Jet Reshape Classic Rock Into Roaring Vehicle Of Sound

Boldly displaying its influences, the band revitalizes rock and roll.

When Jet formed in Melbourne, Australia, in 1996, they did so with a sense of purpose. They wanted to attract girls, and the ladies they were interested in weren't going to club shows.

"The whole rock scene had died down, so we wanted to get people out of the raves and back into the bars," vocalist and guitarist Nic Cester said. "We figured that if we were gonna do that, we needed songs that girls would want to dance to because if the girls come to the shows, guys are gonna come, too."

To accomplish their goals, Cester and his brother Chris started writing exultant rock songs that blended the raw energy of garage rock with the hooks and structures of classic bands including the Who, the Kinks, the Rolling Stones and the Beatles. When they had penned enough material, they hooked up with their friend, guitarist Cam Muncey, and went through several bassists before finally finding Mark Wilson. They chose the name Jet after flipping through their record collections and pulling Paul McCartney & Wings' Band on the Run, which featured the hit with that title.

"I love Wings, man. They're great," said Cester. "Also, when we're doing shows with a band with a huge name like the Polyphonic Spree, they have to stretch out our name to fill up the same amount of space in an ad in the newspaper, so we always look huge."

Jet also sound pretty huge. They're not afraid of mixing bruising rockers with yearning ballads, and they play instantly familiar melodies in ways you've never heard before. "We wear our influences on our sleeves, and it's not something we're ashamed of," Cester said. "We could have gone out of our way to disguise them, but we actually went the other way to make it more obvious. There's nothing wrong with letting people know who we're into. We're really proud of our influences."

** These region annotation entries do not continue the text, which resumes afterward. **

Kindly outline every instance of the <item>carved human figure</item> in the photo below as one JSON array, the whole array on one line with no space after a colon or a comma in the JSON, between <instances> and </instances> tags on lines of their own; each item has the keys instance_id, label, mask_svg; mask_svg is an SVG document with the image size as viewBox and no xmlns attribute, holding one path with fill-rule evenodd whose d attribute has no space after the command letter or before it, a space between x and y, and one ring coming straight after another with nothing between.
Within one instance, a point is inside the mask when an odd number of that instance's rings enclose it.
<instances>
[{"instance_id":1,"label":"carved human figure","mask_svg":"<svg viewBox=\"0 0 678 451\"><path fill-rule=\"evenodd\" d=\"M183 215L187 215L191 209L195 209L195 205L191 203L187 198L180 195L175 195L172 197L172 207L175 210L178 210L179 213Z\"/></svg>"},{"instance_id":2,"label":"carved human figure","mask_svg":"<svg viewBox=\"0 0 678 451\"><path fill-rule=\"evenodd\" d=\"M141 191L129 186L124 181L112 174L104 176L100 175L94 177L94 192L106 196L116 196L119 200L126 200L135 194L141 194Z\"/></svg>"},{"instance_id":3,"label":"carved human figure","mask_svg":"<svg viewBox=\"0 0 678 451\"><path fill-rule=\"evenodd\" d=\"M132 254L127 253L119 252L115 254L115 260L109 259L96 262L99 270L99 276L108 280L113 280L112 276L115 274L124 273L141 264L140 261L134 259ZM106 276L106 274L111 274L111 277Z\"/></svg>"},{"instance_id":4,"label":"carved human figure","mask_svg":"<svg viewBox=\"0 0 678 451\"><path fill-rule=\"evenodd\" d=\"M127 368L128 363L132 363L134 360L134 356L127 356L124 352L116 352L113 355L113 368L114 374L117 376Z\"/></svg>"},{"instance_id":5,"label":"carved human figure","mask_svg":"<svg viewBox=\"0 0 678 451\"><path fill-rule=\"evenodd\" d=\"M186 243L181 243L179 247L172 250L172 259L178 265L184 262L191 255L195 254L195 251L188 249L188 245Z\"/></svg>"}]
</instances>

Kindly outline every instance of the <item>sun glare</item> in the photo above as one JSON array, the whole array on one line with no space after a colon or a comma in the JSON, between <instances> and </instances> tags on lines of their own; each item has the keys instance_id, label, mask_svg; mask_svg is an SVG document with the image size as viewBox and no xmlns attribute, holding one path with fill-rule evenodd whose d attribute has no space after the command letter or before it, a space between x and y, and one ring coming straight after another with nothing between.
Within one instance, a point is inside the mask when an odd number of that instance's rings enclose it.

"Are You Gonna Be My Girl," the first single from the band's debut album, Get Born, is a simple, catchy song that blends the intro from Hall & Oates "Maneater" with bluesy '60s rock guitar, shuffling drums and raspy vocals. Cester wrote the tune two years ago about a situation he and nearly every other male regularly experiences. "It's about the girl you can't have," he said. "There's always someone at the bar and you think she's really great, but she has a boyfriend and she's off-limits. Everyone's experienced that, probably even Brad Pitt."

The video for "Are You Gonna Be My Girl" was shot by Robert Hales, and mixes black-and-white performance footage with surreal animation that sprouts from the microphone cord, floor and bandmembers, mirroring the artwork of Get Born.

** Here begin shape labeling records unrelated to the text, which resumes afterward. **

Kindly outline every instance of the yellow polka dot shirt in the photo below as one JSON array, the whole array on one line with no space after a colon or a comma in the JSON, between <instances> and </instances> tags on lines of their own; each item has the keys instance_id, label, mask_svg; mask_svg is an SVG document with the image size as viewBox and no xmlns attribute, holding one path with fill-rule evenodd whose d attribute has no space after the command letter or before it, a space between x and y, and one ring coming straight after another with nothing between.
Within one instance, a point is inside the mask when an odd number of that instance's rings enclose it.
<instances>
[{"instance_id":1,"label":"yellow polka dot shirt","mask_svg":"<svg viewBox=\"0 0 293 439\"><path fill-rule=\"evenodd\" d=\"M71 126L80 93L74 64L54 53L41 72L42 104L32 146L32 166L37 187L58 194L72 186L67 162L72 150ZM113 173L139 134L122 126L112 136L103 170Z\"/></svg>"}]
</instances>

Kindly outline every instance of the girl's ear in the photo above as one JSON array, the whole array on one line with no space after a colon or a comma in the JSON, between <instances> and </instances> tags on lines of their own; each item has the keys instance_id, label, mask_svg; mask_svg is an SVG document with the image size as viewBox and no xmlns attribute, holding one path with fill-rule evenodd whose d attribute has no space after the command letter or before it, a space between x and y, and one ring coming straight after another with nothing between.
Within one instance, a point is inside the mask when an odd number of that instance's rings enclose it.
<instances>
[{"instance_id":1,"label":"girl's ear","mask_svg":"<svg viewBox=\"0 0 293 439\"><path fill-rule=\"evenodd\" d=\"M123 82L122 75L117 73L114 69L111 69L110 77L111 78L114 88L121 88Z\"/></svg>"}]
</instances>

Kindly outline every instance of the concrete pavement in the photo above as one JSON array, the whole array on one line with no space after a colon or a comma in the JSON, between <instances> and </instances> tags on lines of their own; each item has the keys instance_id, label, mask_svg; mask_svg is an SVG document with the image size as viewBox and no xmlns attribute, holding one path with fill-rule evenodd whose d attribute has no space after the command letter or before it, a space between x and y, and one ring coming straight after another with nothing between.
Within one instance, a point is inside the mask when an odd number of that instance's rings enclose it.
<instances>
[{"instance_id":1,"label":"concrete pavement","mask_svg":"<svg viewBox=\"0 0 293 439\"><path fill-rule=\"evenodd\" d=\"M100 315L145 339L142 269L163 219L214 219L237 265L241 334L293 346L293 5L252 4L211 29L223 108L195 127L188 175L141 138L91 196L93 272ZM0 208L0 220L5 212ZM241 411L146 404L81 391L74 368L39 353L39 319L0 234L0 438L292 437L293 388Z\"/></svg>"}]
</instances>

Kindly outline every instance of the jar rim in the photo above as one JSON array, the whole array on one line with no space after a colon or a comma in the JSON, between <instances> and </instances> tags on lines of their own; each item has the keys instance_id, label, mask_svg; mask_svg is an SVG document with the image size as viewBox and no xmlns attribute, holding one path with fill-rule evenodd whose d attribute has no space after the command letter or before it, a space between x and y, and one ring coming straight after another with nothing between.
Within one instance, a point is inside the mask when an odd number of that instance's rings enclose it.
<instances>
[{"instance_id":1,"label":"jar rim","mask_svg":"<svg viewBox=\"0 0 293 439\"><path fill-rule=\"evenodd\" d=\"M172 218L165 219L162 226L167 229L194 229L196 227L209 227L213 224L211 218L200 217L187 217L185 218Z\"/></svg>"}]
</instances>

"We didn't have a huge budget, but because Robert liked the song so much he pulled in favors from friends," Cester said. "We ended up getting a lot for our money."

Of course, the money Jet saved on video costs was promptly spent on, err, entertainment. Like many bands that skulked around the Sunset Strip in the '80s, Jet are motivated by girls and good times. They refuse to offer details of their exploits, however.

"All I know is I'm incredibly hung over right now," Cester said. "We had a show in Minneapolis last night, and we got drunk before and after. We'll probably do the same thing again tonight."